Gotthilf Traugott Zachariae, auch: Gotthelf Traugott Zachariä (* 17. November 1729 in Tauchardt; † 7. Februar 1777 in Kiel) war ein deutscher evangelisch-lutherischer Theologe und Hochschullehrer.

Leben

Gotthilf Traugott Zachariae wurde als Sohn des evangelischen Pfarrers und späteren Superintendenten von Parchim Carl Heinrich Zachariä (* Crossen; † 15. Oktober 1782) geboren und erhielt den ersten Unterricht vom Vater. In der griechischen und hebräischen Sprache machte er so rasche Fortschritte, dass er schon in seiner Jugend das Alte und Neue Testament in der Ursprache lesen konnte. So setzte er sich mit den Werken der besten Kirchenhistoriker und Profanschriftsteller auseinander. Auch mit der französischen Sprache und mit der Mathematik beschäftigte er sich und gelangte im elterlichen Hause zur Kenntnis der philosophischen und theologischen Wissenschaften. 1747 begann er an der Universität Königsberg ein Studium der Theologie. Dort waren Franz Albert Schultz, Georg David Kypke, Daniel Heinrich Arnoldt, Daniel Salthenius und Johann Heinrich Daniel Moldenhawer seine Lehrer auf dem Gebiet der theologischen Wissenschaften.

Philosophie und Mathematik hörte er bei Christoph Langhansen, Physik bei Johann Gottfried Teske. Seine Kenntnisse in den orientalischen Sprachen, besonders der chaldäischen und syrischen Sprache, wurden durch Kypke weiterentwickelt. Nach zwei Jahren entschloss sich Zachariä, an die Universität Jena zu gehen. Aber er blieb auf der Reise dorthin 1749 an der Universität Halle hängen. An der dortigen theologischen Fakultät besuchte er die Vorlesungen von Johann Georg Knapp, Christian Benedikt Michaelis und Johann Heinrich Callenberg. Am entschiedensten hatte jedoch Siegmund Jakob Baumgarten, in dessen Haus er wohnte, auf seine Entwicklung eingewirkt. Dessen umfangreiche Bibliothek konnte er für mehrere literarische Schriften nutzen, die von 1750 bis 1753 als Aufsätze in Baumgartens Nachrichten von einer Hallischen Bibliothek und dessen Nachrichten von merkwürdigen Büchern erschienen.

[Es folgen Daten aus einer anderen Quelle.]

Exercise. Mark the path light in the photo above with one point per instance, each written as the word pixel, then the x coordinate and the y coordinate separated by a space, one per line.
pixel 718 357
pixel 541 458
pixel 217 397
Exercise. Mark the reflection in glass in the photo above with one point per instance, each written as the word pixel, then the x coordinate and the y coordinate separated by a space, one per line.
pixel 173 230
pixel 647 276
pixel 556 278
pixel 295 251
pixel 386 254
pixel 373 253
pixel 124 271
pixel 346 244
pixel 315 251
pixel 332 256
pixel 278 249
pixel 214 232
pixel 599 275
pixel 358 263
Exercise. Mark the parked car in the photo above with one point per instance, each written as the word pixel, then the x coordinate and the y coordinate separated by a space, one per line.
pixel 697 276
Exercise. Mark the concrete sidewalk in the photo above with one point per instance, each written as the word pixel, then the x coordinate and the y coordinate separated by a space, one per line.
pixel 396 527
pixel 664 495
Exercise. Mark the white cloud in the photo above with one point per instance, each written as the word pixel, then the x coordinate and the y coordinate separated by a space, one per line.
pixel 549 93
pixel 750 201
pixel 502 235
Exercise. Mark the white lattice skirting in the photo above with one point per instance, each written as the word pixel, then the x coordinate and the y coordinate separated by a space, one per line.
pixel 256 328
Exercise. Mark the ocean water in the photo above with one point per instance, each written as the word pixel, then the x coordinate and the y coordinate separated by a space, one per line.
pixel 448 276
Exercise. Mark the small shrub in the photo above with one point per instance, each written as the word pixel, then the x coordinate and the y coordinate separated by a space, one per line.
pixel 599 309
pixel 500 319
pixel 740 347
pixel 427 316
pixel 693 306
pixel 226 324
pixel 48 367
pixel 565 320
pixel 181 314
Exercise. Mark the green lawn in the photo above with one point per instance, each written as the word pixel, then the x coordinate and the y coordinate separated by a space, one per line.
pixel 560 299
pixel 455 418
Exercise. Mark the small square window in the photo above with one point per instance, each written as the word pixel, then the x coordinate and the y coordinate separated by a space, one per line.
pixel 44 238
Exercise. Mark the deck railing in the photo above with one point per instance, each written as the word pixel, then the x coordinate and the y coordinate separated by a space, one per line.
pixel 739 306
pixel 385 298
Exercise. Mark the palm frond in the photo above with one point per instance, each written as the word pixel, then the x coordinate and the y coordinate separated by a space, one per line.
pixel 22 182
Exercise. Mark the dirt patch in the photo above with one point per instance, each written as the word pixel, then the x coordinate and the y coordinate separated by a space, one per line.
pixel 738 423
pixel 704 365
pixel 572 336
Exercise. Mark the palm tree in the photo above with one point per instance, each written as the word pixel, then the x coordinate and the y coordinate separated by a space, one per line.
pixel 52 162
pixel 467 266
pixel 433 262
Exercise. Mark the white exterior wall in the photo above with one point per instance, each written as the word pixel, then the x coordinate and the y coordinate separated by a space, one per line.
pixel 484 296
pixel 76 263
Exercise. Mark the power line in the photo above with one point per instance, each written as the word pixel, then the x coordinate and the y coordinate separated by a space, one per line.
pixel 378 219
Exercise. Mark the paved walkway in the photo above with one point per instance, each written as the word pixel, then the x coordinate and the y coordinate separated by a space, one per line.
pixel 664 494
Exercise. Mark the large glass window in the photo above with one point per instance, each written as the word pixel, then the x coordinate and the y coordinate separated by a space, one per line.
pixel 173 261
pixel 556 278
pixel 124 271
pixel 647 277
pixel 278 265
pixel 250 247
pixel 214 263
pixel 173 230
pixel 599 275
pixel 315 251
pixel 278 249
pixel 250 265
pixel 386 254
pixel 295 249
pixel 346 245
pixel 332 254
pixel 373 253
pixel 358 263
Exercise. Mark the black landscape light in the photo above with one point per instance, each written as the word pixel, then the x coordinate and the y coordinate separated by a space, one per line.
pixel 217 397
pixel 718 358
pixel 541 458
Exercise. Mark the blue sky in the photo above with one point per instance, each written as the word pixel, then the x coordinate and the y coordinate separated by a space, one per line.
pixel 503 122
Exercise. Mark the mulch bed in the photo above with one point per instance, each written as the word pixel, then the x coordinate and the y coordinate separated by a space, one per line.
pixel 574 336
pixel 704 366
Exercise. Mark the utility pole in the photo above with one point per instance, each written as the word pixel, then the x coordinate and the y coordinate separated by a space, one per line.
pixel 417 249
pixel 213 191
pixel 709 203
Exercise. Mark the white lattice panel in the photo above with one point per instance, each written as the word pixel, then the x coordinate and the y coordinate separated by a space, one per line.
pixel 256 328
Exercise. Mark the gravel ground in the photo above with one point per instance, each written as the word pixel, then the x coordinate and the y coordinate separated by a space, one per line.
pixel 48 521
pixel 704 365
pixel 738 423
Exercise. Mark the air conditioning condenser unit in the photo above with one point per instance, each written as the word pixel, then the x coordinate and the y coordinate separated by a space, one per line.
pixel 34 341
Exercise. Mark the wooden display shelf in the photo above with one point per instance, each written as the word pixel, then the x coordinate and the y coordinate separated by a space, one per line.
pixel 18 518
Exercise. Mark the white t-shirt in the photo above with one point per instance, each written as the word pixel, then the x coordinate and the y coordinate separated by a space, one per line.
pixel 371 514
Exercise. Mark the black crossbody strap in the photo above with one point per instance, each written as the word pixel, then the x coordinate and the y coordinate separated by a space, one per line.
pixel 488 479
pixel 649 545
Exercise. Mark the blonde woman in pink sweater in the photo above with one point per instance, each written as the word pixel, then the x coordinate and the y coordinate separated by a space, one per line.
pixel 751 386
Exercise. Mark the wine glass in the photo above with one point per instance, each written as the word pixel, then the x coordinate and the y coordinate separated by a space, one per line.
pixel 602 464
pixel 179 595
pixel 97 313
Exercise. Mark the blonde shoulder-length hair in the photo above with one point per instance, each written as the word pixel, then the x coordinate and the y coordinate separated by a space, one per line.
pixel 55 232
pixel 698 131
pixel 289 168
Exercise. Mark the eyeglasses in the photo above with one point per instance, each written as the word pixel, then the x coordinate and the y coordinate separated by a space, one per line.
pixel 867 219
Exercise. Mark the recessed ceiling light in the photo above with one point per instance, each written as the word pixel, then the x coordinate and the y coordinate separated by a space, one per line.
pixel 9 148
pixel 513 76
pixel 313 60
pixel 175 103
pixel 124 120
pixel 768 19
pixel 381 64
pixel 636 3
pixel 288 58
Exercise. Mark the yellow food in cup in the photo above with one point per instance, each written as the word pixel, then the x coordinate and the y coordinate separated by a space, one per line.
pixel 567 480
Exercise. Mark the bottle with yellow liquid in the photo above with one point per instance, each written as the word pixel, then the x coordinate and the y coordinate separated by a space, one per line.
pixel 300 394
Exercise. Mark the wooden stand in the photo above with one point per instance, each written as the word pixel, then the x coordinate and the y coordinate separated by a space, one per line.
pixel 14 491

1752 erwarb er in Halle den akademischen Grad eines Magisters der Philosophie und wurde 1753 Adjunkt an der philosophischen Fakultät der Hallenser Alma Mater. Als Dozent hielt er Vorlesungen über Philosophie, Mathematik und hebräische Sprache. Zugleich hielt er exegetische Vorträge über einzelne Schriften des Alten und Neuen Testaments. 1755 folgte er einem Ruf nach Stettin, wo er das Rektorat der dortigen Ratsschule mit der Rede de malo methodo, ingenia corrumpente discentium übernahm. Trotz widriger Umstände, die durch den damaligen Siebenjährigen Krieg hervorgerufen wurden, bewährte er sich in jener Position. 1760 ernannte man ihn an der Universität Bützow zum Professor der Theologie, woraufhin er 1761 mit der Schrift de peccato originali zum Doktor der Theologie promovierte. 1761–1765 war Zachariae Direktor des Herzoglichen Pädagogium der Friedrichs-Universität zu Bützow.[1]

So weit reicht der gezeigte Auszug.